Benedetto Vigna, CEO of Ferrari, commented: “The strong third quarter results are an important step forward towards the upward revised 2021 guidance. The exceptional client relationships, fundamental in achieving the double digit growth in this quarter and year to date, are reflected in the record order intake worldwide, particularly in China and USA. These results together with the soundness of our vision and the team I am honoured to lead, make me look to the future with great confidence and optimism.”
Shipments totaled 2,750 units in the third quarter of 2021, up 437 units or 18.9% versus the prior year quarter.
Sales of 8 cylinder models (V8) were up 39.4%, while 12 cylinder models (V12) were down 35.1% mainly due to reduced volume of the 812 Superfast. The shipments of the quarter were driven by the range models, with the first deliveries of the SF90 Spider that began in the quarter, while the Portofino M entered the ramp up phase. The Ferrari Monza SP1 and SP2 continued to be delivered in line with planning.
All geographic regions positively contributed in the quarter. EMEA(4) increased by 1.6%, Americas(4) by 40.1%, Mainland China, Hong Kong and Taiwan by 109.2%, boosted by the arrival of new models in particular the Ferrari Roma and the SF90 Stradale, and Rest of APAC(4) by 21.1%
Net revenues for the third quarter 2021 were Euro 1,053 million, up 20.7% at constant currency(1).
Revenues from Cars and spare parts(5) were Euro 883 million (up 21.6% or 23.5% at constant currency(1) ), thanks to higher volume and positive product mix, together with strong contribution from personalizations.
The increase in Engines(6) revenues (Euro 55 million, up 24.8%, also at constant currency(1) ) was attributable to higher shipments to Maserati and, to a lesser extent, the rental of engines to other Formula 1 racing teams.
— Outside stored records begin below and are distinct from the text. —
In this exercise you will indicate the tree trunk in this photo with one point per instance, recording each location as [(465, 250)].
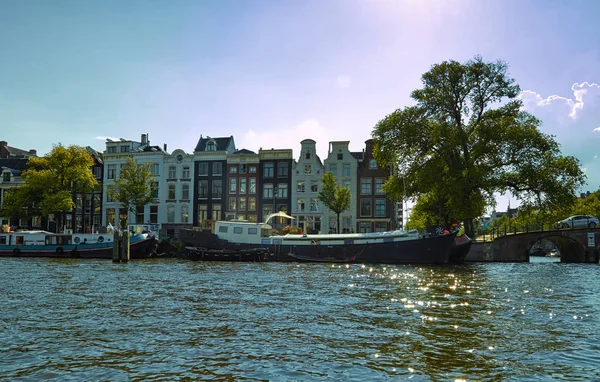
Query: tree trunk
[(469, 227)]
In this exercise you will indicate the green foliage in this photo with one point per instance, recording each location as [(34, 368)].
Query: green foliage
[(333, 196), (467, 138), (132, 187), (51, 183)]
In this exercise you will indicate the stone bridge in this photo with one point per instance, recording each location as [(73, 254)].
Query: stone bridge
[(575, 245)]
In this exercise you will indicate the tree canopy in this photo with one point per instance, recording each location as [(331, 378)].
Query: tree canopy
[(468, 137), (51, 183), (132, 187), (333, 196)]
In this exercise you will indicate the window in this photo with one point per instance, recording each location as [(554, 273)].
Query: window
[(202, 168), (314, 205), (282, 191), (364, 227), (170, 214), (216, 212), (217, 168), (268, 170), (365, 207), (365, 186), (283, 169), (154, 214), (333, 169), (185, 216), (380, 207), (155, 169), (202, 212), (217, 188), (203, 189), (112, 169), (346, 169), (380, 226), (268, 191), (110, 215), (186, 172)]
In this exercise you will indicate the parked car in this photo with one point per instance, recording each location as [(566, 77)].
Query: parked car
[(578, 221)]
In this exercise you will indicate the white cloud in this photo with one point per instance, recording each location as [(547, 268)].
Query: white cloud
[(563, 105), (343, 81), (102, 138)]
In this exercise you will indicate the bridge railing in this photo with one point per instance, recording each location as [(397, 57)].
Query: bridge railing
[(491, 233)]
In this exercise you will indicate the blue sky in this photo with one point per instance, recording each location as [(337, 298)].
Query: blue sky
[(272, 73)]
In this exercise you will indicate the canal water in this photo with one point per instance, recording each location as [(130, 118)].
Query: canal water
[(164, 320)]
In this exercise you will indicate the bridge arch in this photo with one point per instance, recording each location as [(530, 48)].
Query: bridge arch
[(572, 244)]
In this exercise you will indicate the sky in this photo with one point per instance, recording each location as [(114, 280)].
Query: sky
[(272, 73)]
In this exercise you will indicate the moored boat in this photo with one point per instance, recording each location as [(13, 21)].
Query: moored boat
[(393, 247), (40, 243), (205, 254)]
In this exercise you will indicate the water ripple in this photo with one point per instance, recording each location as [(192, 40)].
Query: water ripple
[(162, 320)]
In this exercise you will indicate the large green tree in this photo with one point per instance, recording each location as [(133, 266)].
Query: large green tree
[(52, 182), (132, 188), (333, 196), (468, 137)]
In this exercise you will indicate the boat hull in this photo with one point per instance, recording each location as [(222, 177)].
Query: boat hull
[(139, 249), (428, 250)]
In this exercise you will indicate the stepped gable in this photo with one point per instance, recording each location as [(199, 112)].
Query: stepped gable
[(7, 151), (220, 143)]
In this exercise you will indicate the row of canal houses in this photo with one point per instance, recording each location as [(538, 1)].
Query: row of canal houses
[(219, 182)]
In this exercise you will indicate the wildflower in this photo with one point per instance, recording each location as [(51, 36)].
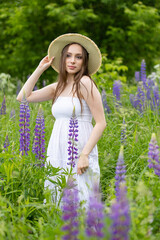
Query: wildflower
[(6, 142), (44, 83), (106, 107), (95, 215), (140, 99), (153, 155), (18, 87), (120, 216), (72, 145), (116, 89), (137, 76), (24, 126), (143, 74), (12, 114), (156, 96), (70, 205), (123, 132), (120, 171), (3, 106), (39, 141)]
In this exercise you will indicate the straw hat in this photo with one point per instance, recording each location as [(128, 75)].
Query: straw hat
[(57, 45)]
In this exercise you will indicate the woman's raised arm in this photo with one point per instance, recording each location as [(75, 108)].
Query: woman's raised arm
[(43, 94)]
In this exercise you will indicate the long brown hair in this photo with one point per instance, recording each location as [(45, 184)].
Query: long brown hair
[(62, 79)]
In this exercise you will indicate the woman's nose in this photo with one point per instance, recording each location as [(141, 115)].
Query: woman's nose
[(73, 59)]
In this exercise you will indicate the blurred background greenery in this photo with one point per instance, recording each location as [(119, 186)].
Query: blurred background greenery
[(126, 31)]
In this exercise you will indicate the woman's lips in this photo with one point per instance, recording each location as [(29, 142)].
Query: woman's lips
[(71, 67)]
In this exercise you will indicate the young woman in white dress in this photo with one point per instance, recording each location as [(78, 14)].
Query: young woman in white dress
[(75, 57)]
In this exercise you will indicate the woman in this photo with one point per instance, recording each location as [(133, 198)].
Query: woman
[(75, 57)]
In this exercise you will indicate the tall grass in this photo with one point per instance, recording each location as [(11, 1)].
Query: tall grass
[(23, 214)]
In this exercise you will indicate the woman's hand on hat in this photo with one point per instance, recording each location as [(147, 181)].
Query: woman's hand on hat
[(83, 164), (45, 63)]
Sponsorship, commercial and brand(7) revenues reached Euro 95 million (up 1.3% or 5.8% at constant currency(1) ) mainly due to brand-related activities.
Currency – including translation and transaction impacts as well as foreign currency hedges – had a negative impact of Euro 15 million, mostly related to FX hedges.
Subsequent Events
Multi-year share repurchase program: completion of the fourth tranche and announcement of the fifth tranche
On October 4, 2021, Ferrari N.V. informed that it had completed on September 30, 2021 the Fourth Tranche of the multi-year share repurchase program. On the same date, the Company announced the continuation of its already disclosed program with a Fifth Tranche of up to Euro 150 million from October 5, 2021 to no later than March 31, 2022.
Share repurchase program
Under the common share repurchase program, from October 5, 2021 to October 28, 2021, the Company purchased a further 111,495 common shares for a total consideration of Euro 20.9 million. At October 28, 2021 the Company held in treasury an aggregate of 9,884,398 common shares. As of the same date, the Company held 3.84% of the total issued share capital including the common shares and the special voting shares, net of shares assigned under the Company’s equity incentive plan.